Настенька держала его за руку, — и тихо говорила: «Какие они несчастные!»
Посреди двора мы остановились, чтобы разобраться в том, что случилось. От голубятни падала длинная тень…
Вдруг я крикнул не своим голосом. Кто-то сзади тронул меня за куртку.
— Отчего вы крикнули? — раздался голос Алёши.
Я бросился к Сергею и, держась за него, со страхом глядел на Алёшу.
— Я ведь не страшный, — тихо говорил он, и луна освещала его лицо. — Вот вы убежали и Саша заплакал. А в доме нехорошо, когда он плачет.
— Но вы все такие чудные… — произнёс Сергей.
Алёша пожал плечами.
— Приходите завтра на гору, — вдруг предложил он. — Придёте? Мать вынесет Сашу во двор, и он всех вас будет видеть. Когда я ему это обещаю, — он успокоится. Придёте? — попросил он, как бы делая кому-то уступку.
— Я приду, — с жаром произнёс я, — я тебя люблю. Боюсь и люблю. А расскажешь о Красном Монахе? Милый Алёша, обещай нам и мы все придём.
— Я расскажу, — серьёзно ответил он. — Поднимемся на третью площадку, и будем смотреть на море. — Там и расскажу. Пошёл бы теперь, но Саша ждёт. Море ночью ещё красивее.
— Разве ты был ночью на горе? — недоверчиво спросил Сергей.
— Конечно, был…
— И не боялся, — с нетерпением допытывался Сергей.
— Я никого не боюсь, — улыбнувшись ответил Алёша.
— Алёша! — позвал голос Слепого, — Алёша!
— Ну, прощайте! Завтра на горе увидимся, — торопливо сказал он. — Прощайте!
— Прощай! — крикнули мы все в один голос и смотрели ему вслед, пока он не скрылся в комнате.
— Он бы и мать мою удивил, — сказал Сергей. — Однако пора, милые, домой.
Мы все были так полны пережитыми впечатлениями, что не хотелось ни о чём говорить, думать.
— Домой, домой, — заторопился и я, — скоро мама с папой вернутся.
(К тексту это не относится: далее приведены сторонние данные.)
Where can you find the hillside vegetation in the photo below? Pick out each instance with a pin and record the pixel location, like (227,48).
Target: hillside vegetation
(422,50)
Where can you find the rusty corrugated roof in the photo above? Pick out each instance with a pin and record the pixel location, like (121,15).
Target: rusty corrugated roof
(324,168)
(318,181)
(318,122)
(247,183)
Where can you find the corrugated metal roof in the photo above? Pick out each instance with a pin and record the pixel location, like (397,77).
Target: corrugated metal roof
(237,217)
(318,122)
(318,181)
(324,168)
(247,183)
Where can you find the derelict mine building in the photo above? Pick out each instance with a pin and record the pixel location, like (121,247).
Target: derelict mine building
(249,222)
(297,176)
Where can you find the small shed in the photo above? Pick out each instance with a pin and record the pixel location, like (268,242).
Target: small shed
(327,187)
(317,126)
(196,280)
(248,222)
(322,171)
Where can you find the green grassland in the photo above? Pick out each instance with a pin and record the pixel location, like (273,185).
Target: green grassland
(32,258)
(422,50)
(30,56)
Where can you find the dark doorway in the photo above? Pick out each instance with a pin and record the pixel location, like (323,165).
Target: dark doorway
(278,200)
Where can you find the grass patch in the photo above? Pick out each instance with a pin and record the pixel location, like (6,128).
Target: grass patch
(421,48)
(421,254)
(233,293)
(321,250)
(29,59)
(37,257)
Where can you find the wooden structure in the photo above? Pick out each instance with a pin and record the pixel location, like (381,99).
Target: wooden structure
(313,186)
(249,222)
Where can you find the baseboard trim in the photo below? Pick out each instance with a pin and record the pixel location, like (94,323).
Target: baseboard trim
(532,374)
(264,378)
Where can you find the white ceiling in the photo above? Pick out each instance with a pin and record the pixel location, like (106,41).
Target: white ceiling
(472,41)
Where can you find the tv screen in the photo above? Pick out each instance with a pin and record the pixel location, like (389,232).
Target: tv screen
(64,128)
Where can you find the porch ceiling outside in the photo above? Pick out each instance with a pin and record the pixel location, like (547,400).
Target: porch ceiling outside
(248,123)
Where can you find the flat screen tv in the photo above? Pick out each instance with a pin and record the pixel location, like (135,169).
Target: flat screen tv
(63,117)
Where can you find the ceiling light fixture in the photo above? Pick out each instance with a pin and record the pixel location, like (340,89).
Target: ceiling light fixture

Придёшь завтра на гору, Сергей? А ты, Настя?
Оба кивнули головой и мы простились.
— Ещё несколько дней и снова начнётся осень… — говорил я Коле, раздеваясь. — Как скучна жизнь. Правда, Коля?
— Интересна, — возразил Коля и, потушив свечу, накрылся одеялом.
— Завтра узнаем о «Красном Монахе» — сказал я громко через несколько минут, но Коля уже не ответил мне. Повернувшись лицом к стене, он спал.